Efforts to hold a referendum on the public safety training center have been delayed about a week due to an apparent paperwork problem.
Cop City Vote, which is calling for the referendum, said in a statement that the Atlanta city clerk’s office informed the group that its initial petition was missing a line requiring city of Atlanta residents to validate each signature. The group added the line and resubmitted the petition. The clerk’s office will now have seven additional days to approve the petition before organizers can begin to collect signatures.
“I wish I could say we expected better from this administration,” Kamau Franklin, executive director of Community Movement Builders, said in the statement. “We immediately made the changes and are re-submitting it tomorrow morning, and call on the clerk to approve it as soon as possible. They did not mention any other issues with the document, whatsoever.”
Credit: Jenni Girtman
Credit: Jenni Girtman
The group submitted its original petition June 7, the same day it held a press conference outside City Hall to announce the plan for a referendum. Organizers said they learned of the problem with the petition only when they checked on its status Wednesday, June 14.
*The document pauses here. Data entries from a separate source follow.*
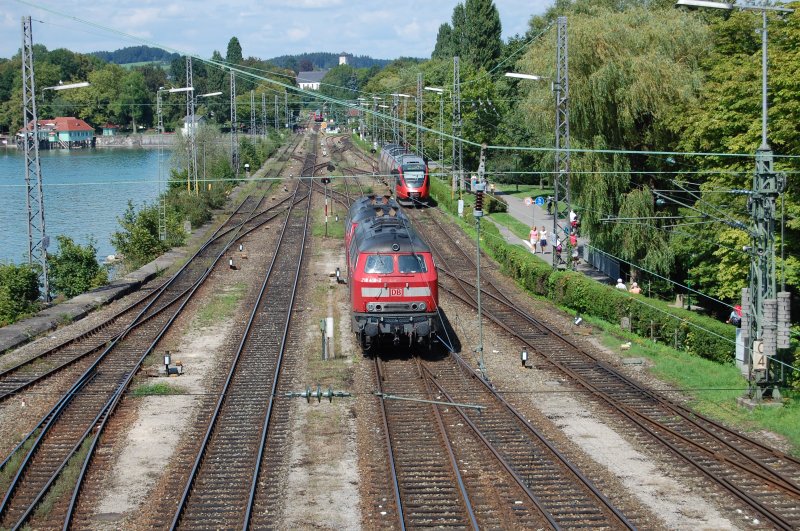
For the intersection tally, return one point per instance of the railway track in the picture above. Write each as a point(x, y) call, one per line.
point(222, 485)
point(54, 360)
point(763, 480)
point(452, 468)
point(78, 418)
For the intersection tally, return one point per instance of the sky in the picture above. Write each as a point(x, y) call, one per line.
point(265, 29)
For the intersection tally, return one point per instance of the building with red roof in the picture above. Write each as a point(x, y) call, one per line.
point(63, 131)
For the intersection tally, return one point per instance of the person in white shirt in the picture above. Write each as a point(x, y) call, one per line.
point(534, 238)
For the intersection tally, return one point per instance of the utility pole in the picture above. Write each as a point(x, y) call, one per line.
point(37, 237)
point(419, 116)
point(480, 187)
point(191, 131)
point(562, 177)
point(234, 128)
point(276, 112)
point(766, 321)
point(458, 152)
point(395, 118)
point(252, 112)
point(375, 122)
point(286, 107)
point(162, 197)
point(264, 114)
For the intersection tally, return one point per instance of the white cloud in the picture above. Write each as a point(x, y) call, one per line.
point(297, 34)
point(266, 28)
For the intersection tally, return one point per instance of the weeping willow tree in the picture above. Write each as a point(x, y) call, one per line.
point(631, 74)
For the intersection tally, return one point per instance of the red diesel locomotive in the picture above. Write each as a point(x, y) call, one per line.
point(410, 173)
point(393, 281)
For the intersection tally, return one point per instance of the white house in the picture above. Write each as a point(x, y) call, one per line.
point(310, 80)
point(198, 120)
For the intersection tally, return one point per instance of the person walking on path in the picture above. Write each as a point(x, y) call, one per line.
point(543, 239)
point(534, 238)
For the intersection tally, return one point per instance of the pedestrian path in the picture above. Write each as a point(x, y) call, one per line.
point(536, 215)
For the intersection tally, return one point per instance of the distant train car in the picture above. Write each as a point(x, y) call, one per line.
point(393, 281)
point(410, 174)
point(366, 208)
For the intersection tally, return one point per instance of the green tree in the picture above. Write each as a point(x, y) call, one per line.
point(19, 292)
point(137, 240)
point(74, 268)
point(459, 23)
point(134, 103)
point(633, 76)
point(482, 44)
point(727, 119)
point(234, 52)
point(444, 43)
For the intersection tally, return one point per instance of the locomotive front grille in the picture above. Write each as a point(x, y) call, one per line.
point(389, 307)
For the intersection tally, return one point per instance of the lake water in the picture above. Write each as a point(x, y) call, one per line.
point(85, 191)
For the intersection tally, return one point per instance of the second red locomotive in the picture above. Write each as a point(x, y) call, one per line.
point(393, 280)
point(409, 172)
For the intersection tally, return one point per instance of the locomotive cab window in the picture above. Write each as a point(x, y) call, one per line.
point(414, 173)
point(411, 263)
point(379, 264)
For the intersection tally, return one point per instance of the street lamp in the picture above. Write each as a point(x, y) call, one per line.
point(35, 194)
point(405, 108)
point(531, 77)
point(440, 92)
point(758, 327)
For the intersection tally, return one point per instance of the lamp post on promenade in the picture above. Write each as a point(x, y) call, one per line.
point(760, 321)
point(440, 92)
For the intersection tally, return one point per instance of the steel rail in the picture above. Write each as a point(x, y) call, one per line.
point(213, 422)
point(686, 414)
point(491, 447)
point(113, 402)
point(637, 417)
point(103, 412)
point(450, 452)
point(82, 380)
point(278, 367)
point(389, 451)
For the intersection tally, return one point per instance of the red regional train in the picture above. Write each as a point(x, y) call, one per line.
point(410, 171)
point(393, 281)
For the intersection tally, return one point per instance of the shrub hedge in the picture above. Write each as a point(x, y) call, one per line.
point(651, 318)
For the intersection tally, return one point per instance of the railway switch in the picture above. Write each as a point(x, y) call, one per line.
point(310, 394)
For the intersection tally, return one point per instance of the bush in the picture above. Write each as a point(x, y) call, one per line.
point(74, 268)
point(699, 335)
point(19, 292)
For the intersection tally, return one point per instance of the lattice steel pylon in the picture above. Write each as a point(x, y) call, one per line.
point(162, 196)
point(234, 128)
point(458, 149)
point(561, 175)
point(34, 199)
point(191, 131)
point(420, 144)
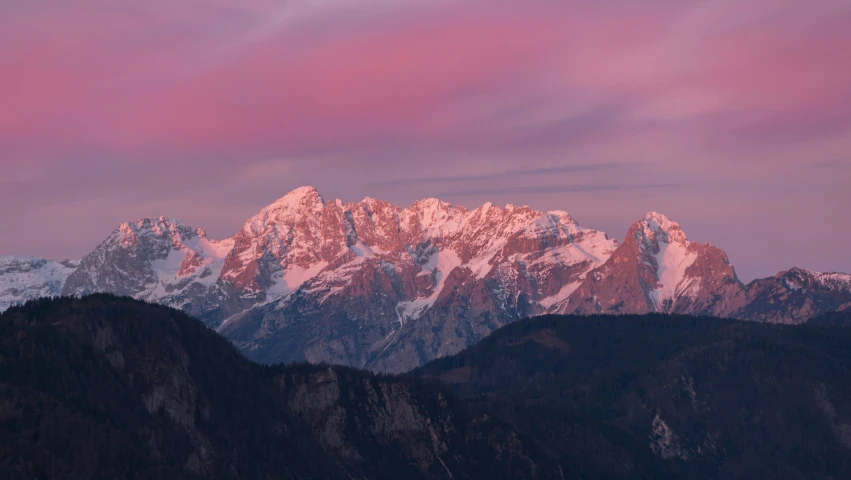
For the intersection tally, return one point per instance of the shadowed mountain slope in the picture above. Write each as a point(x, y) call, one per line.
point(709, 398)
point(108, 387)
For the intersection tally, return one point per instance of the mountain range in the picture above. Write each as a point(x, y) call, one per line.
point(373, 285)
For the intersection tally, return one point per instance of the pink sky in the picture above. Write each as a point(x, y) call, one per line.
point(731, 116)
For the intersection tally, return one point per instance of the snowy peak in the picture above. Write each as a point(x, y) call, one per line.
point(130, 234)
point(655, 228)
point(27, 278)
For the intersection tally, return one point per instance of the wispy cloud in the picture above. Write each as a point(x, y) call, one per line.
point(541, 189)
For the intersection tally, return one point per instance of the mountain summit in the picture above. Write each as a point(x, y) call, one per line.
point(372, 284)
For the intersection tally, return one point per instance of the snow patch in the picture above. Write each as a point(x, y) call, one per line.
point(671, 263)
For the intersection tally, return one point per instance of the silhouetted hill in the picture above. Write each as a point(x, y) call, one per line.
point(835, 319)
point(634, 395)
point(109, 387)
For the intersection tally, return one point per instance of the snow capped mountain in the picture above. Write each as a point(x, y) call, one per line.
point(26, 278)
point(372, 284)
point(657, 269)
point(155, 259)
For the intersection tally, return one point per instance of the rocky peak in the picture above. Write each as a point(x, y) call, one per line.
point(655, 228)
point(146, 230)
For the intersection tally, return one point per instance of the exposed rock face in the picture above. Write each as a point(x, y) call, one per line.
point(374, 285)
point(657, 269)
point(155, 259)
point(370, 284)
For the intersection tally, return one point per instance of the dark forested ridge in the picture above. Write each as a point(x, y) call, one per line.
point(108, 387)
point(710, 398)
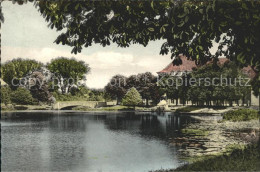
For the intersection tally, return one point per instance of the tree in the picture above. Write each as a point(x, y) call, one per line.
point(116, 88)
point(21, 96)
point(12, 71)
point(38, 86)
point(68, 71)
point(189, 27)
point(132, 98)
point(146, 85)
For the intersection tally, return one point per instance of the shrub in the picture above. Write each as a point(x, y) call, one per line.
point(21, 96)
point(132, 98)
point(241, 115)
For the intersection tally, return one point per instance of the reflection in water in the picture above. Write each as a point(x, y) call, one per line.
point(90, 142)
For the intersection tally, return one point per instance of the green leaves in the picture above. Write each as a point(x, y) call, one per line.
point(151, 29)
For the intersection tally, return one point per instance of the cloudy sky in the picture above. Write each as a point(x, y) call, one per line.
point(25, 34)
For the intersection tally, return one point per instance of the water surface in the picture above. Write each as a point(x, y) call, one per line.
point(90, 142)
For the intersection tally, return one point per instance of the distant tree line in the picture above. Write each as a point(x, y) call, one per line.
point(204, 92)
point(144, 83)
point(31, 82)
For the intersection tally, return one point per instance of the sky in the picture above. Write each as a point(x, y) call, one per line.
point(25, 34)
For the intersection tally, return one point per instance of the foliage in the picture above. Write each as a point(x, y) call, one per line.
point(146, 85)
point(188, 27)
point(17, 69)
point(21, 96)
point(238, 160)
point(81, 94)
point(241, 115)
point(113, 108)
point(68, 71)
point(132, 98)
point(187, 109)
point(39, 86)
point(5, 95)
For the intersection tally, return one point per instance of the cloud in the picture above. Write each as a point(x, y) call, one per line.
point(103, 64)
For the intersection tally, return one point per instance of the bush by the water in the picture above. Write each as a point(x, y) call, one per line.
point(21, 96)
point(132, 98)
point(241, 115)
point(238, 160)
point(5, 95)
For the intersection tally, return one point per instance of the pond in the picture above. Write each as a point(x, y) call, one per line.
point(75, 141)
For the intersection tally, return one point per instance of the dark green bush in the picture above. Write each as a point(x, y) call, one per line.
point(21, 96)
point(238, 160)
point(241, 115)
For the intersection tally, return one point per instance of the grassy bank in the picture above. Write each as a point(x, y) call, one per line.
point(247, 159)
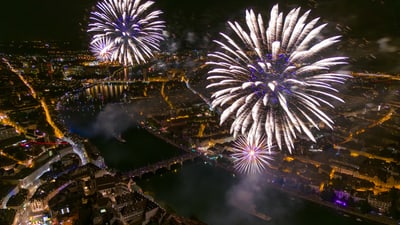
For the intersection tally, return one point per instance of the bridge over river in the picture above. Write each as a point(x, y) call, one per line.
point(162, 164)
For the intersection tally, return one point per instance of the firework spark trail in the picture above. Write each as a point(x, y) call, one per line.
point(102, 48)
point(272, 81)
point(251, 155)
point(135, 32)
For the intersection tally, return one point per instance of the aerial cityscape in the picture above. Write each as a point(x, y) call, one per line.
point(165, 112)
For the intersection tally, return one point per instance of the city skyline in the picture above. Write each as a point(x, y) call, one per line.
point(67, 20)
point(80, 135)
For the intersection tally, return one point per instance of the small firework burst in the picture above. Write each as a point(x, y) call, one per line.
point(132, 27)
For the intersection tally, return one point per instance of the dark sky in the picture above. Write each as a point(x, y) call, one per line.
point(65, 19)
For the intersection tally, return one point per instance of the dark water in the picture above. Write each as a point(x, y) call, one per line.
point(371, 39)
point(200, 190)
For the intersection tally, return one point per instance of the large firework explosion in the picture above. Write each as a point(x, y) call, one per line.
point(273, 81)
point(133, 28)
point(251, 155)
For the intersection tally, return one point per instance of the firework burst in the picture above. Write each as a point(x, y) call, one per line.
point(133, 29)
point(102, 48)
point(251, 155)
point(273, 80)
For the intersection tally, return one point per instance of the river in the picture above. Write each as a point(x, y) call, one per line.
point(196, 189)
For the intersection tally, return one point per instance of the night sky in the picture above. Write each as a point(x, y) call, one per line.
point(67, 19)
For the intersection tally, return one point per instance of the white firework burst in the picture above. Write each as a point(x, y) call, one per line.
point(102, 48)
point(134, 30)
point(272, 80)
point(251, 155)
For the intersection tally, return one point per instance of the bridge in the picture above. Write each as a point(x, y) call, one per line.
point(162, 164)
“The coalition’s legal team anticipated that there would be back and forth with the Clerk’s office as we worked together to finalize the petition language,” Alex Joseph, a legal adviser to the coalition, said in a release. “We are taking the City at its word that it supports our right to challenge the construction of Cop City through a referendum. The referendum process is nearly unprecedented in Georgia, and we have prepared and submitted an amended referendum petition that we are confident addresses the concerns raised by the City Clerk.”
Cop City Vote won’t be able to begin collecting signatures until the form is approved. The group estimates that it will need to collect more than 70,000 signatures to be able to put the referendum on the November ballot.
According to the group, more than 60 people have signed up for training as “neighborhood captains” and about 3,000 Atlanta residents have signed up to be notified when the petition is available to sign. The group has two sponsors ready to assist, with New Disability South Rising focusing on the signatures and Black Voters Matters on the campaign stages of the referendum, the group said.